I’m always going on about the effectiveness of a well-applied long, uninterrupted take, so here’s another example to support my case. It appears in a fabulous British feature that was directed by Joseph Losey, called The Servant (1963). Photographed in black and white and 1:66 aspect ratio by the legendary Douglas Slocombe, BSC, this example appears at the 1:03:40 mark and continues for a full four-minutes, forty-seconds – an eternity in terms of how most filmmakers think today.
While not appropriate for every movie, playing an extended scene without cutting is an amazing stylistic and narrative technique. When executed tastefully, it calls no attention to itself and doesn’t imply any staginess. Instead, it allows the actors to do their thing in real time, which can make the mundane riveting. There’s also the opportunity to relay enormous amounts of information to the viewer elegantly and economically. This approach was more common during the studio days, falling out of favor only as audience attention spans declined. Nowadays, I suspect our culture has retreated so far from this aesthetic that we’ll never see it used on the same scale again. That’s a loss for everyone.
Please don’t counter with the stupendous, one-hundred-nineteen-minute, single-take achievement realized by Sam Mendes and Roger Deakins, ASC, BSC in 1917. That was an admitted one-off whose reason for being occupies a category of its own. The Servant represents a different way of thinking through which the consistency of temporal continuity says something powerful about the characters who play the scene. Pay special attention to how the smallest of camera moves compliment the blocking. They guide your eye to what’s most important in the frame and allow the actors to create their own coverage. Very, very clever…
Props to Joseph Losey!
I always loved continuous takes, but I love them when they are meaningful and they don’t drag the attention to themselves, like in this example. For me, they must have a storytelling purpose and not being an exercise of style; if the audience pays attention to the cinematography rather than the story, I’ve done a bad job. Professionals and experts should be the only one noticing these cinematography skills, but the audience should get lost in the emotions of the scene. Cinematography is a “stealth in-your-face” job: it’s in front of your eyes, but you should not see it.

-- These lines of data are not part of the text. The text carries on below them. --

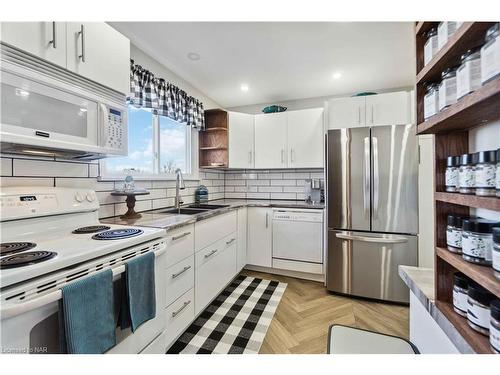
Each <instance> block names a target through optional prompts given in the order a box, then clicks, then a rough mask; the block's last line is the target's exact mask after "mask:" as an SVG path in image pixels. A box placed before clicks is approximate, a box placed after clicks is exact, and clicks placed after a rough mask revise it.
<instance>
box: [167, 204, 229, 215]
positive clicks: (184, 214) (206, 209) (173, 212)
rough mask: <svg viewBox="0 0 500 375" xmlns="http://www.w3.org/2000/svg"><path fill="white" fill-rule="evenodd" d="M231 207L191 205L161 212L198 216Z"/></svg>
mask: <svg viewBox="0 0 500 375" xmlns="http://www.w3.org/2000/svg"><path fill="white" fill-rule="evenodd" d="M224 207H229V205H228V204H226V205H224V204H190V205H188V206H186V207H181V208H169V209H168V210H164V211H159V212H160V213H162V214H173V215H197V214H202V213H205V212H208V211H211V210H217V209H219V208H224Z"/></svg>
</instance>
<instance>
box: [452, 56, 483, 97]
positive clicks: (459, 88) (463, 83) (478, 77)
mask: <svg viewBox="0 0 500 375" xmlns="http://www.w3.org/2000/svg"><path fill="white" fill-rule="evenodd" d="M480 87H481V51H480V50H479V49H473V50H468V51H467V53H465V54H463V55H462V57H461V59H460V66H459V67H458V69H457V100H458V99H461V98H463V97H464V96H465V95H467V94H470V93H471V92H473V91H476V90H477V89H478V88H480Z"/></svg>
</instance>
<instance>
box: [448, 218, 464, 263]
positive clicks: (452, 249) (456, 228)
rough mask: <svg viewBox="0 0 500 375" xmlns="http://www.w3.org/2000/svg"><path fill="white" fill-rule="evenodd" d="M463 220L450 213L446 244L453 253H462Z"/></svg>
mask: <svg viewBox="0 0 500 375" xmlns="http://www.w3.org/2000/svg"><path fill="white" fill-rule="evenodd" d="M462 220H463V218H462V217H460V216H455V215H448V218H447V226H446V246H447V248H448V250H450V251H451V252H452V253H456V254H462Z"/></svg>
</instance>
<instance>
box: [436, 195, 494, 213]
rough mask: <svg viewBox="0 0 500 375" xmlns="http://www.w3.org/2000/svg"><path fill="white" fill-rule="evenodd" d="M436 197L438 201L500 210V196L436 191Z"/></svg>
mask: <svg viewBox="0 0 500 375" xmlns="http://www.w3.org/2000/svg"><path fill="white" fill-rule="evenodd" d="M434 197H435V198H436V200H437V201H440V202H447V203H453V204H458V205H461V206H468V207H474V208H486V209H488V210H496V211H500V198H496V197H479V196H477V195H465V194H459V193H445V192H439V191H438V192H436V193H434Z"/></svg>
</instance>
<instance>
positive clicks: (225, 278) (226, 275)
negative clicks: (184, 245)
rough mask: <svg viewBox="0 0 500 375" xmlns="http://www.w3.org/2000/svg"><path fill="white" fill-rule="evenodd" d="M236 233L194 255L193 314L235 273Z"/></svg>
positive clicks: (202, 308)
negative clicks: (194, 287)
mask: <svg viewBox="0 0 500 375" xmlns="http://www.w3.org/2000/svg"><path fill="white" fill-rule="evenodd" d="M236 236H237V233H236V232H234V233H232V234H231V235H229V236H227V237H225V238H223V239H221V240H219V241H217V242H216V243H215V244H213V245H210V246H208V247H207V248H205V249H203V250H200V251H198V252H197V253H196V255H195V267H196V268H195V270H196V271H195V315H198V314H199V313H200V312H201V311H203V309H204V308H205V307H206V306H207V305H208V304H209V303H210V301H212V300H213V299H214V298H215V297H216V296H217V294H219V292H220V291H221V290H222V289H223V288H224V287H225V286H226V285H227V284H228V283H229V282H230V281H231V279H232V278H233V277H234V276H235V275H236V273H237V271H236V250H237V238H236Z"/></svg>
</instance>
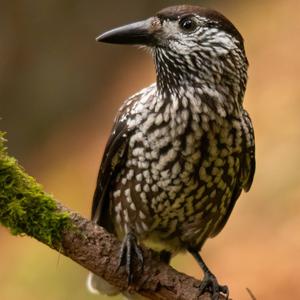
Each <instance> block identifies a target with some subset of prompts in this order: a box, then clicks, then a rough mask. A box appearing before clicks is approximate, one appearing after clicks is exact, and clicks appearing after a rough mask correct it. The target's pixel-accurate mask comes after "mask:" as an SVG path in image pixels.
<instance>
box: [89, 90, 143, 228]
mask: <svg viewBox="0 0 300 300" xmlns="http://www.w3.org/2000/svg"><path fill="white" fill-rule="evenodd" d="M138 98H139V95H136V96H133V97H132V98H129V99H128V100H127V101H126V102H125V103H124V105H123V106H122V107H121V109H120V111H119V113H118V115H117V117H116V119H115V121H114V126H113V129H112V133H111V135H110V137H109V139H108V142H107V144H106V148H105V151H104V154H103V158H102V163H101V166H100V170H99V173H98V178H97V184H96V190H95V193H94V197H93V204H92V220H93V221H94V222H96V223H97V224H99V225H101V226H103V227H105V228H106V229H107V230H108V231H111V232H113V227H112V222H111V218H110V217H111V216H110V213H109V198H110V192H111V189H112V185H113V182H114V180H115V178H116V176H117V175H118V173H119V170H120V169H121V168H122V166H123V165H124V163H126V158H127V150H128V144H129V138H130V136H131V132H132V131H133V130H132V129H131V130H130V129H129V128H128V126H127V115H128V113H129V111H130V109H131V107H132V104H133V102H135V101H136V100H137V99H138Z"/></svg>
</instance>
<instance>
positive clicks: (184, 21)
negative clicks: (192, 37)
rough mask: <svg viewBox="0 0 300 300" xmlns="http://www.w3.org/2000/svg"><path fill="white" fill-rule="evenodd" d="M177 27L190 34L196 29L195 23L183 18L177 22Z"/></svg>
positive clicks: (186, 17) (187, 19)
mask: <svg viewBox="0 0 300 300" xmlns="http://www.w3.org/2000/svg"><path fill="white" fill-rule="evenodd" d="M179 26H180V28H181V29H182V30H183V31H185V32H192V31H194V30H195V29H196V28H197V23H196V21H195V20H193V19H191V18H190V17H184V18H182V19H181V20H180V21H179Z"/></svg>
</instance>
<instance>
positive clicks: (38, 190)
mask: <svg viewBox="0 0 300 300" xmlns="http://www.w3.org/2000/svg"><path fill="white" fill-rule="evenodd" d="M3 136H4V134H3V133H1V132H0V223H1V224H2V225H4V226H6V227H8V228H9V229H10V230H11V232H12V233H13V234H27V235H29V236H31V237H33V238H36V239H37V240H39V241H41V242H42V243H44V244H46V245H48V246H49V247H51V248H52V249H54V250H56V251H59V252H60V253H62V254H64V255H65V256H67V257H69V258H71V259H72V260H74V261H75V262H77V263H79V264H80V265H81V266H83V267H84V268H86V269H88V270H89V271H92V272H93V273H95V274H96V275H98V276H100V277H102V278H104V279H105V280H106V281H108V282H109V283H110V284H112V285H114V286H116V287H118V288H119V289H120V290H122V291H125V290H129V291H132V292H138V293H139V294H141V295H143V296H145V297H148V298H150V299H159V300H162V299H168V300H172V299H189V300H192V299H201V300H208V299H211V297H210V295H209V294H205V295H201V296H200V295H199V288H198V287H199V286H200V283H201V282H200V281H199V280H196V279H194V278H192V277H189V276H187V275H184V274H182V273H179V272H177V271H175V270H174V269H173V268H171V267H170V266H168V265H166V264H164V263H162V262H161V261H160V260H159V258H158V255H157V254H156V253H154V252H153V251H151V250H149V249H146V248H144V247H142V251H143V254H144V262H145V265H144V270H143V272H142V274H141V275H140V276H139V278H138V279H137V280H136V281H135V284H134V285H133V286H130V287H129V288H128V286H127V276H126V273H125V270H124V268H119V269H118V255H119V251H120V246H121V244H120V242H119V241H118V240H117V239H116V238H115V237H114V236H113V235H111V234H109V233H107V232H106V231H105V229H103V228H101V227H99V226H97V225H95V224H94V223H92V222H91V221H89V220H87V219H85V218H83V217H82V216H80V215H79V214H77V213H75V212H72V211H70V210H69V209H67V208H66V207H64V206H63V205H62V204H60V203H59V202H57V201H56V200H54V199H53V197H52V196H50V195H49V194H47V193H45V192H44V191H43V189H42V187H41V186H40V185H39V184H37V183H36V181H35V180H34V179H33V178H32V177H30V176H29V175H27V174H26V173H25V172H24V170H23V169H22V167H20V166H19V165H18V163H17V162H16V160H15V159H14V158H11V157H9V156H8V155H7V153H6V149H5V146H4V138H3ZM221 299H225V298H224V297H220V300H221Z"/></svg>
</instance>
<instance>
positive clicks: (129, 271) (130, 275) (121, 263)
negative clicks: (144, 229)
mask: <svg viewBox="0 0 300 300" xmlns="http://www.w3.org/2000/svg"><path fill="white" fill-rule="evenodd" d="M135 260H136V261H137V266H138V269H137V270H136V271H137V272H138V273H140V272H142V271H143V267H144V258H143V253H142V250H141V249H140V247H139V246H138V243H137V239H136V237H135V235H134V234H133V233H132V232H128V233H127V234H126V235H125V237H124V239H123V242H122V246H121V251H120V256H119V267H121V266H125V268H126V273H127V275H128V279H127V280H128V285H130V284H131V283H132V282H133V280H134V275H133V266H134V261H135Z"/></svg>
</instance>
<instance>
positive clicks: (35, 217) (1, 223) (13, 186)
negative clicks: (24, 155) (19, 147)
mask: <svg viewBox="0 0 300 300" xmlns="http://www.w3.org/2000/svg"><path fill="white" fill-rule="evenodd" d="M0 223H1V224H2V225H4V226H5V227H7V228H9V229H10V230H11V232H12V234H14V235H19V234H27V235H29V236H32V237H34V238H36V239H38V240H40V241H42V242H43V243H46V244H47V245H49V246H52V245H54V244H57V243H58V244H59V243H60V241H61V233H62V230H64V229H66V228H68V227H70V226H71V225H70V224H71V222H70V217H69V215H68V213H63V212H60V211H58V209H57V205H56V202H55V200H54V199H53V198H52V197H51V196H50V195H48V194H46V193H45V192H44V191H43V189H42V187H41V185H39V184H38V183H37V182H36V181H35V179H34V178H32V177H30V176H29V175H27V174H26V173H25V171H24V170H23V168H22V167H21V166H19V165H18V163H17V161H16V160H15V159H14V158H12V157H9V156H8V155H7V151H6V148H5V139H4V133H3V132H1V131H0Z"/></svg>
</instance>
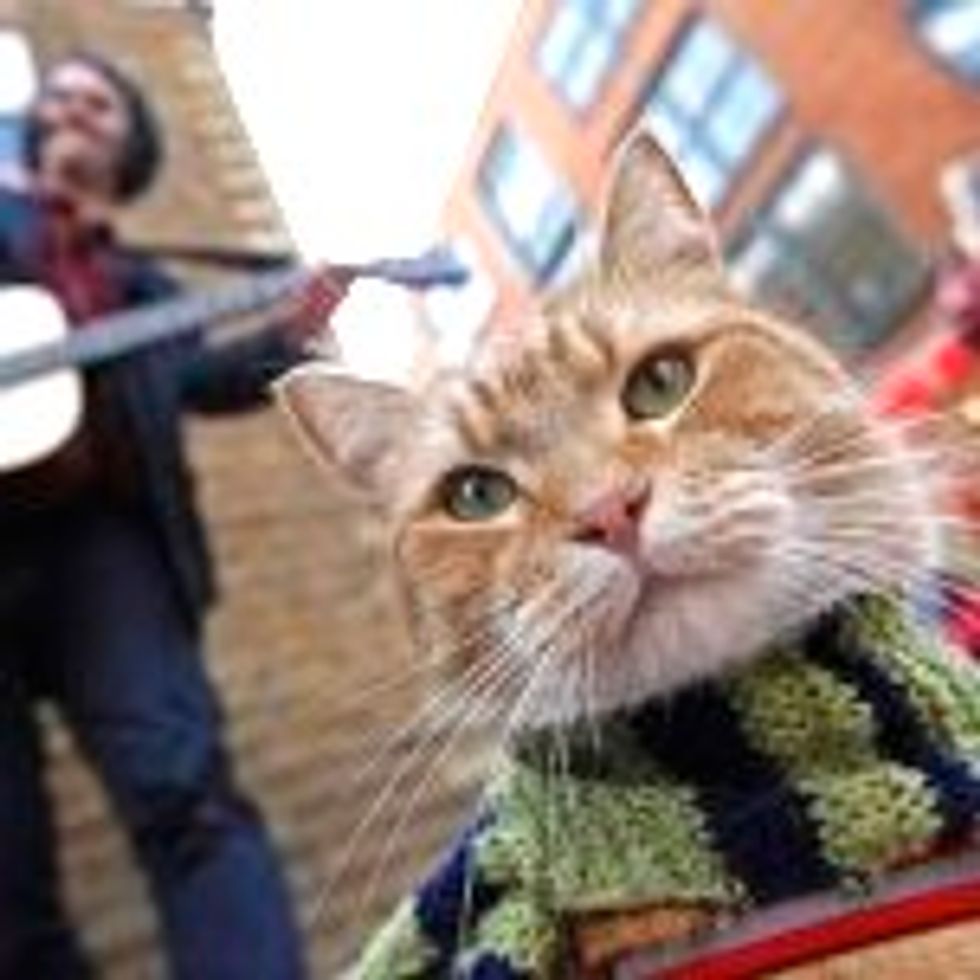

I love the uninterrupted takes especially when they have some of those, as I call them, the “Scandinavian (or Norden) reaction dialogues” where the camera points at the reaction of a character, rather than framing the person talking (think of the model scene in “Triangle of sadness” or Detective Richard Lu’s interrogation in Gus Van Sant’s “Paranoid Park”.)
A good single take often has those moments and, if done well, it can really pull you inside the emotional flow of the scene, juggling between those who talk and those who listen.
Great scene! When a continuous shot is done well, you don’t notice the lack of cuts. I remember watching Orson Welles’ “Macbeth” and after watching one scene I had to stop and rewind because I then realized that there hadn’t been any cuts, it was so fluid — and the staging involved a hill and steps, etc. It’s nice when a cut means something dramatically or symbolically rather than cutting because the staging couldn’t show what was important, or cutting out of fear of audience boredom.